"Poorly Analyzed US-Centric Garbage" - Why Do Americans Keep Ignoring European Gaming History? 1
Image: Damien McFerran / Time Extension

If you consider yourself to be a budding gaming historian, then the Video Game Crash of 1983 will be an event you're at least partially aware of. To cut a long story short, Atari created an enormous market in the US for video game consoles, only to tank it all via an oversupply of low-quality games, effectively sinking an industry that wouldn't recover until the introduction of the NES a few years later.

However, the story in the US isn't universal; in Japan, Atari wasn't a big name, and the crash actually happened in the same year Nintendo launched its hugely successful Famicom console.

Meanwhile, in Europe, consoles had never really taken off in the same way they had in North America, and home computers like the ZX Spectrum, C64, and (later) Atari ST and Amiga were the big gaming platforms. The crash in the US went almost entirely unnoticed in other parts of the world—something that isn't always obvious when you're reading up on video game history, which tends to take a very US-focused view of things.

This is an issue which crops up every few years, and this time, it's esteemed journalist Jeff Grubb who has poked the hornet's nest.

"I get the online backlash from Europeans about how there was no video game console crash where they were, so it's clearly overblown," Grubb said in a post on social media. "But the reality is that the entire European market was maybe 5% the size of North America for console games. The home computer scene created a different set of tastes unaffected by a crash, but it *was* merely a scene."

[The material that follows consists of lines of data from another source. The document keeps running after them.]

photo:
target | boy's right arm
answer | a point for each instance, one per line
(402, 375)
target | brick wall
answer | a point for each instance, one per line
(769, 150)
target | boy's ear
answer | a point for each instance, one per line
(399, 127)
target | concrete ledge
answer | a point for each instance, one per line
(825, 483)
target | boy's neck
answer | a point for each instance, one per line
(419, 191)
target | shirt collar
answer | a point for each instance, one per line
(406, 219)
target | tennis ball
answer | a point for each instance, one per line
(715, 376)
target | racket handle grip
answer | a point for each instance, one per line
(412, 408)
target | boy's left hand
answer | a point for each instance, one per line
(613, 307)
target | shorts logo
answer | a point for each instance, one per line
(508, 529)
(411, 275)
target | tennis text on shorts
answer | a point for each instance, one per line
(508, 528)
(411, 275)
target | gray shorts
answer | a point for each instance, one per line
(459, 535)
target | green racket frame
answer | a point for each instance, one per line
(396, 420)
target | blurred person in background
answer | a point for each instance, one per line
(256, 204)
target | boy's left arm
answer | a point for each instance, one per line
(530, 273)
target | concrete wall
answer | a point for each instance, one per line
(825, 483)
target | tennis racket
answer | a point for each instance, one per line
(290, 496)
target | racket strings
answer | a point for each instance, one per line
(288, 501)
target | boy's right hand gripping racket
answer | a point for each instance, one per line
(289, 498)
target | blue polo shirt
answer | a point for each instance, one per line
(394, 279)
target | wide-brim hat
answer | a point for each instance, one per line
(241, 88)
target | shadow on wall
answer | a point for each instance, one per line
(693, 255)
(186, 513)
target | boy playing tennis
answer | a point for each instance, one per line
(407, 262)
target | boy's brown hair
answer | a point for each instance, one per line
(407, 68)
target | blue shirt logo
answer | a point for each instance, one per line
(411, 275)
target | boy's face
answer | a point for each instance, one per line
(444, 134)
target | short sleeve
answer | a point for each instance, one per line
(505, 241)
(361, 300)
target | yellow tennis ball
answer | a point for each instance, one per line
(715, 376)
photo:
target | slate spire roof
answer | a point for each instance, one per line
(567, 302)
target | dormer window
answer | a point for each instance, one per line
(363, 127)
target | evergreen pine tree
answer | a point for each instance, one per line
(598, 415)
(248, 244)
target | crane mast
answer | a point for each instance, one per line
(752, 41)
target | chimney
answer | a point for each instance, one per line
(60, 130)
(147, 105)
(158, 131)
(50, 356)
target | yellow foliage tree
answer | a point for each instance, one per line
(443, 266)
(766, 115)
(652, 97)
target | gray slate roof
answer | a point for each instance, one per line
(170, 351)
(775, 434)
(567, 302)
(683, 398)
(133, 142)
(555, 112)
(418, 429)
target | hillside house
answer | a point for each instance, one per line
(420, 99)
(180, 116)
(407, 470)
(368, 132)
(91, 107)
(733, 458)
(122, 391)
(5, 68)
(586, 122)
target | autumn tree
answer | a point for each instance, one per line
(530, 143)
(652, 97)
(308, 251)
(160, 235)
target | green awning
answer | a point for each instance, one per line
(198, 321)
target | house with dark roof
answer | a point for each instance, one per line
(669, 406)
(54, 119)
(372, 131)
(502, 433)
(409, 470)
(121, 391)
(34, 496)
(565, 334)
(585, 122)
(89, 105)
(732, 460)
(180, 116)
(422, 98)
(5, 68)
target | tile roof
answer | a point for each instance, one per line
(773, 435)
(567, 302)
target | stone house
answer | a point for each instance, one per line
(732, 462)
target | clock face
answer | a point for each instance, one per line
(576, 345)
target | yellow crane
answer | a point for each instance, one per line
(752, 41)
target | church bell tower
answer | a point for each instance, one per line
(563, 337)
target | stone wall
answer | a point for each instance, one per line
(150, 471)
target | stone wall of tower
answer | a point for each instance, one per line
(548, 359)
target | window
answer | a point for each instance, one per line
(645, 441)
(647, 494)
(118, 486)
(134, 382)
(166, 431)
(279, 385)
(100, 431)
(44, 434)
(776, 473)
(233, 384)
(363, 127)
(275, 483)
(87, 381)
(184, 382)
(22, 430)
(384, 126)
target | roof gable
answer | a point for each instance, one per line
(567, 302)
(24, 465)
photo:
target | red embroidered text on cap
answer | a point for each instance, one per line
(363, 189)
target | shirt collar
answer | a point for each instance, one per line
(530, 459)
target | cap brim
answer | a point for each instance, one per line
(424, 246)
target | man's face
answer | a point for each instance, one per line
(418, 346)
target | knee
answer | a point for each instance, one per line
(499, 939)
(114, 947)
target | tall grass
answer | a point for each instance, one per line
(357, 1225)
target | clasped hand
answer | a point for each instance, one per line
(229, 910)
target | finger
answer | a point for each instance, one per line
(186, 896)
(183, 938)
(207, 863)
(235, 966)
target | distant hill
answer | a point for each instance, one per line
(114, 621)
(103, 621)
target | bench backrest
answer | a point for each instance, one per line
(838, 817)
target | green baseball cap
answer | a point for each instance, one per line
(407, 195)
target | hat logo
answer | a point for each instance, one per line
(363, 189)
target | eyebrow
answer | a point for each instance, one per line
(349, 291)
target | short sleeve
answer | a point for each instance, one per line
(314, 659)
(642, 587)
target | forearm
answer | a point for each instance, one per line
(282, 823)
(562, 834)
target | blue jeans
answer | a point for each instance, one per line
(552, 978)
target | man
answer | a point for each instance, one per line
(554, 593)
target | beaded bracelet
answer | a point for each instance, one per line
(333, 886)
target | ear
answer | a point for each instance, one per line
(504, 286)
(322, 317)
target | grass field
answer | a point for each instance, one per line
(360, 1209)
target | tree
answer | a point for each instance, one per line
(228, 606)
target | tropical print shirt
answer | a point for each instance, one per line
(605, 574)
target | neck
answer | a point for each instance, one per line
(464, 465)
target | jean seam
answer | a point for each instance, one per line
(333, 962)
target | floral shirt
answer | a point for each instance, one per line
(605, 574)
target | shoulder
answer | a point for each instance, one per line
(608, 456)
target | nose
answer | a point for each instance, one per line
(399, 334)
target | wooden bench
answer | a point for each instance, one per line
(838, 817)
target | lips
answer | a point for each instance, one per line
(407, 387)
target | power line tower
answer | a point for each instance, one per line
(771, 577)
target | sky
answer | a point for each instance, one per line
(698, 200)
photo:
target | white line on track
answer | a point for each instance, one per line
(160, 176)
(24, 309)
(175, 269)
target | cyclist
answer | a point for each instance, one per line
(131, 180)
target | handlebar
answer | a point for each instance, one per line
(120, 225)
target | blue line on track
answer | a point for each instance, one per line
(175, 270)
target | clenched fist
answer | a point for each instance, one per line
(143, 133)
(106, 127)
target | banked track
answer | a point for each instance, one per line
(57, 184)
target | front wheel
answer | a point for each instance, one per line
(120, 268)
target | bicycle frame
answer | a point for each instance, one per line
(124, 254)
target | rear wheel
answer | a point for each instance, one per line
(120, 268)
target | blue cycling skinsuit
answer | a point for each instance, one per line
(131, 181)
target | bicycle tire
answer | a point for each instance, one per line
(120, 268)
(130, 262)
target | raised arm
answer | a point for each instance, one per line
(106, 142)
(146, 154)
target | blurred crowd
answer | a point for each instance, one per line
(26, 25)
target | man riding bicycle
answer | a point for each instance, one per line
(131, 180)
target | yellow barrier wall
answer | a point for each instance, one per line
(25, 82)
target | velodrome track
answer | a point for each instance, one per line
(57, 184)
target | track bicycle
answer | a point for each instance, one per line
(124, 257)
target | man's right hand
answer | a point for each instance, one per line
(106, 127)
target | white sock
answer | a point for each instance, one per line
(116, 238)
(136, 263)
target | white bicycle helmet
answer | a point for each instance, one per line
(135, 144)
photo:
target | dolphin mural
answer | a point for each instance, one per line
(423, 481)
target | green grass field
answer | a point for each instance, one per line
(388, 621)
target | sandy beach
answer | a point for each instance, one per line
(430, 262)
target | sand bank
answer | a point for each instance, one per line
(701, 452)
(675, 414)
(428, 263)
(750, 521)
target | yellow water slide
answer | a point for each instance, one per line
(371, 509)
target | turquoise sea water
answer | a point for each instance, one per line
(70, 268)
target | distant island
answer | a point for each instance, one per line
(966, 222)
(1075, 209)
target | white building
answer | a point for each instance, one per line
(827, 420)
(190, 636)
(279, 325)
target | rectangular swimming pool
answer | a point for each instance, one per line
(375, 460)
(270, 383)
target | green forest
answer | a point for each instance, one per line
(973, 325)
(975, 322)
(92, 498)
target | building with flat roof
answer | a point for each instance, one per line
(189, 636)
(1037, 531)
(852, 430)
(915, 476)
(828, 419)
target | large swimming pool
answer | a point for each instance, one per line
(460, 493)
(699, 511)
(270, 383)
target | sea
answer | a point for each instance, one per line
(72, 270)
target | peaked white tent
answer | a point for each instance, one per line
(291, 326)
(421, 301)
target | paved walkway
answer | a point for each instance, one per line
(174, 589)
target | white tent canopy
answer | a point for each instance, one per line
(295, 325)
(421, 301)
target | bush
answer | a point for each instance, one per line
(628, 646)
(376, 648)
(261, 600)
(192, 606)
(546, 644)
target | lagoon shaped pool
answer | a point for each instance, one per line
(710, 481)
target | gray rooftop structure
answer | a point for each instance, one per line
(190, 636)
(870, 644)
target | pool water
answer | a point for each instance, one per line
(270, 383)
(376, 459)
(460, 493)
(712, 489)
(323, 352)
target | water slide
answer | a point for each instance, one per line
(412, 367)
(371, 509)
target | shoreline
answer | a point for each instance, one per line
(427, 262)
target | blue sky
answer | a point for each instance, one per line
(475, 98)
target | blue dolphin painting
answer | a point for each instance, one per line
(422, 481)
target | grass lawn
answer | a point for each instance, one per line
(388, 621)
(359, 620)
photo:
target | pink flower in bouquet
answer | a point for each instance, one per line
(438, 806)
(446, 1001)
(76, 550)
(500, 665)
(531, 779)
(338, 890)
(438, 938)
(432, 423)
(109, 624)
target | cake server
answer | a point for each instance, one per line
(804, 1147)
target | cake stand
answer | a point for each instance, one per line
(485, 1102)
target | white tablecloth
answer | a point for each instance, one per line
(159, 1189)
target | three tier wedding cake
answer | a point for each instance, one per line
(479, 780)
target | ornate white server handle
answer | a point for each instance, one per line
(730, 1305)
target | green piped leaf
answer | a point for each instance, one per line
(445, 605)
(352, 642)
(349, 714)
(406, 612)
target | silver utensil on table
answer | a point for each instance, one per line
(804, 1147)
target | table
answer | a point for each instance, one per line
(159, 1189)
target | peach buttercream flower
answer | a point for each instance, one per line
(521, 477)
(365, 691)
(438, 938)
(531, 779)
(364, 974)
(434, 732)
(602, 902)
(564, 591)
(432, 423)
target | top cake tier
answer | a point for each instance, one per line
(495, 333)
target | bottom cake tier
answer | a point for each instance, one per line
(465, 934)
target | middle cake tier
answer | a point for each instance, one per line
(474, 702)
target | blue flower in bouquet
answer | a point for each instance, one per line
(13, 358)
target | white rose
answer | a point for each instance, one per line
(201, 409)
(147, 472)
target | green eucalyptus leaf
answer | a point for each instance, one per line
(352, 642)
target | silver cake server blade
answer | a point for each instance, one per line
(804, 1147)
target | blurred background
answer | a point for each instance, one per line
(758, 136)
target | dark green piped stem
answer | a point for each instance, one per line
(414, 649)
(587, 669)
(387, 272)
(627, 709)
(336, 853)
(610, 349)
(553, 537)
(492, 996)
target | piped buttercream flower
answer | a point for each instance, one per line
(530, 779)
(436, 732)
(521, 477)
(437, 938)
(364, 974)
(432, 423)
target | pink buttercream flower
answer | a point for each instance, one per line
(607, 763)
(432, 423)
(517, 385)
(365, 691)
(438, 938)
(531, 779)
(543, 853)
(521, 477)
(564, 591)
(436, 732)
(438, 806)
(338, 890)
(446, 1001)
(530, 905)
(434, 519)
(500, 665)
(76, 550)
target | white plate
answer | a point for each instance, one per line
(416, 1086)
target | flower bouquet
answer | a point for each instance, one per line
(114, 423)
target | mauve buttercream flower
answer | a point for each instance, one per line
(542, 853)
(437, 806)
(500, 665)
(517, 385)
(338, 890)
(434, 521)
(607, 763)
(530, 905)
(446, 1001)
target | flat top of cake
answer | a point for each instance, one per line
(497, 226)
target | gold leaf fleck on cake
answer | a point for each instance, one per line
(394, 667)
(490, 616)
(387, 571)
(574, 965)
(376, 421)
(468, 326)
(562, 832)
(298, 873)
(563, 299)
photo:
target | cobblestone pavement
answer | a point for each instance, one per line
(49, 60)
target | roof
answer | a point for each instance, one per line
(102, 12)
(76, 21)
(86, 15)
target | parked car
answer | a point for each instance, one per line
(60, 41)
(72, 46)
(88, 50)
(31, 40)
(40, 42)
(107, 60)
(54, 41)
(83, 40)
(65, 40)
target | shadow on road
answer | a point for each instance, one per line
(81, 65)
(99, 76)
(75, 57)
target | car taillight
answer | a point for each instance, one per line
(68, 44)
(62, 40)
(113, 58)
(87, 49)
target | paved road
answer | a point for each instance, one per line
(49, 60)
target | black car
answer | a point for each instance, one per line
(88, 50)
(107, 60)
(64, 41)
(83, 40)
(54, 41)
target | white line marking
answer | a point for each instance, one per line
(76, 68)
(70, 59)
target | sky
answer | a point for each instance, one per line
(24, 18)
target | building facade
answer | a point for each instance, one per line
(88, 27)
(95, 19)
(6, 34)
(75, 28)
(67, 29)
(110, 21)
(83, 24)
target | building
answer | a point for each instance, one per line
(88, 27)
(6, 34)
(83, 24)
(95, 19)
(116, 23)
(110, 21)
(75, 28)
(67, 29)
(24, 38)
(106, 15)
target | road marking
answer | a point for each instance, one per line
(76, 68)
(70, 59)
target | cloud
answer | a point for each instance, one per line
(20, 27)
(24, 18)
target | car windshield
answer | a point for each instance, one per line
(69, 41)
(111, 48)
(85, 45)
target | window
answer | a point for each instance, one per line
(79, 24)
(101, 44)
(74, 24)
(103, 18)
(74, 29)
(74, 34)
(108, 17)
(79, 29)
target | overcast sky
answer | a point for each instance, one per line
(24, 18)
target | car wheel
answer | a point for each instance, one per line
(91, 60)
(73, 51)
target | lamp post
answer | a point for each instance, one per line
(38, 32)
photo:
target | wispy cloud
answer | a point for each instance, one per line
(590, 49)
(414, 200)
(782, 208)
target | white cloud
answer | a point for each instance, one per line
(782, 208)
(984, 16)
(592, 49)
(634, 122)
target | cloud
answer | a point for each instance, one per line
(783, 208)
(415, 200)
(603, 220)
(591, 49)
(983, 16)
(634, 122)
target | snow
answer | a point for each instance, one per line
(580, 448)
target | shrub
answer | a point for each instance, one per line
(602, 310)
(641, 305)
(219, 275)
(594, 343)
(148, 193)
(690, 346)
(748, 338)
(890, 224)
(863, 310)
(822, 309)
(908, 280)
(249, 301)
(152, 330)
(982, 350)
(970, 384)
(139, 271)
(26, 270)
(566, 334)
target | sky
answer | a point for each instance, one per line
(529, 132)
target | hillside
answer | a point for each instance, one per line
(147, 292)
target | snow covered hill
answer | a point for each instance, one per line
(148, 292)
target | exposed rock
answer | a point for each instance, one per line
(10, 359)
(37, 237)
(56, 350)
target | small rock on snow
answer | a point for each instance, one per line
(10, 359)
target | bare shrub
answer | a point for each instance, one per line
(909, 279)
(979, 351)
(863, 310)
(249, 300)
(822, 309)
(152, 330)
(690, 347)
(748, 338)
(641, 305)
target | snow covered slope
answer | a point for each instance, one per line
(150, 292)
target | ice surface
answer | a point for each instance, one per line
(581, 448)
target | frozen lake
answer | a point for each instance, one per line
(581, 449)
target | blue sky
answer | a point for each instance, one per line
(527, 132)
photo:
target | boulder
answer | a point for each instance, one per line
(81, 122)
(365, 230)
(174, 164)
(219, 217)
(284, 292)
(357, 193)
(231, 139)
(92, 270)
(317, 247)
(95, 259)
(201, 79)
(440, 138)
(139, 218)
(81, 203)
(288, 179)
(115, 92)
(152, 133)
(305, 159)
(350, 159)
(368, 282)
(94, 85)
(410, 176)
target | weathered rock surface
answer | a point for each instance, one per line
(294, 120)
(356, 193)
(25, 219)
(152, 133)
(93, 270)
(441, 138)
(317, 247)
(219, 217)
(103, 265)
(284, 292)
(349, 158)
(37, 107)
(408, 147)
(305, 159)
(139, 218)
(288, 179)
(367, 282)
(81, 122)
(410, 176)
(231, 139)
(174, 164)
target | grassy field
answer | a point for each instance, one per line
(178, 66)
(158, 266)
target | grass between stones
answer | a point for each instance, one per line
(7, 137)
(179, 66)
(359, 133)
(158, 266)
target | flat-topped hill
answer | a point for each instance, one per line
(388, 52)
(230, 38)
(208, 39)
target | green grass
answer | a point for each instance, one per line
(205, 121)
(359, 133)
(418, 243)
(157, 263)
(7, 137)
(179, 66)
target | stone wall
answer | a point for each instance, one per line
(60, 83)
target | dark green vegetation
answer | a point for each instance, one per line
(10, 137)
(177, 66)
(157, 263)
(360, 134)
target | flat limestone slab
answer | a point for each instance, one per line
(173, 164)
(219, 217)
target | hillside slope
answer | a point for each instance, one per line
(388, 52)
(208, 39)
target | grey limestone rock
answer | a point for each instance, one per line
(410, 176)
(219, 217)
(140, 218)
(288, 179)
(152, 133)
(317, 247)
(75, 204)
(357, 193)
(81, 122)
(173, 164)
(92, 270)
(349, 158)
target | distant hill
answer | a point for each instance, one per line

As you can imagine, trying to frame the European video game market as nothing more than a "scene" hasn't gone down well with gamers from outside of North America.

Industry veteran Julian "Jaz" Rignall—a British games journalist who worked on magazines such as Zzap!64 and CVG in the '80s before launching Mean Machines, the UK's first console-centric monthly—has been perhaps the most vocal. Rignall has really seen and done it all; he recently moved back to Europe after spending a couple of decades in the US and has worked both in games media and inside the industry itself, having taken a role at Virgin Interactive back in the mid-'90s. His most recent role was at VGM, a market research firm which is the largest provider of custom research to the video game industry, and has a client list that includes Square Enix, Sony, Sega, Nexon, Bandai Namco, 2K, Zynga, EA, Activision Blizzard and Tencent.

"Euro console market was tiny cos they were expensive," Rignall says in response to Grubb's post. "Which is why people bought computers. The Euro market boomed off that while the US collapsed ‘cos of oversupply. People think the crash happened in both places. It didn’t. US gaming boomed & stalled; Europe started later, boomed and kept going. Basically, consoles had low impact in Europe the early 80s. It was all computers until the early-to-mid 90s, when the gaming market began to align into a more worldwide business driven by consoles and the PC."

Citing a chart of global game revenues posted by Grubb, Rignall digs in a little more:

I mean, just looking at 1985, the C64 sold 1m units making around $150,000,00 in revenue (rough estimate). Where’s that money on this chart? Add in the Spectrum and Amstrad, and that revenue climbs hugely. Again, WTF is that revenue not on this graph? Poorly analyzed US-centric garbage, basically.

And yes, I’m building a full head of yeah-I’m-really-annoyed steam about all this. Ultimately, Jeff’s like, no big deal man, just a scene. And I’m like, what he’s saying is exactly the kind of thing that drives Europeans nuts - because he’s perpetuating US misunderstanding of Euro gaming history.

Also, early Euro games dev was super-competitive. Programmers had to be clever to maximize the performance of their computers. That expertise resulted in many Europeans being poached by US publishers where they made many console games that defined US kids' childhoods. Something many seem unaware of.

Rignall's final comment could be seen as a reference to many British companies and developers; take Rare, for example, which was spawned from Ultimate Play the Game, a British code house which produced some of the best home micro titles of the 1980s.

Rignall isn't the only one who has waded into this debate with some rather passionate opinions:

To his credit, Grubb later said that he wants to "bridge this divide":

I want to bridge this divide. But the way to do that is to recognize that it was a real, global video game market crash because it affected people who made games globally, and then also, there were massive, insulated alternative markets that did not rely on that same global market.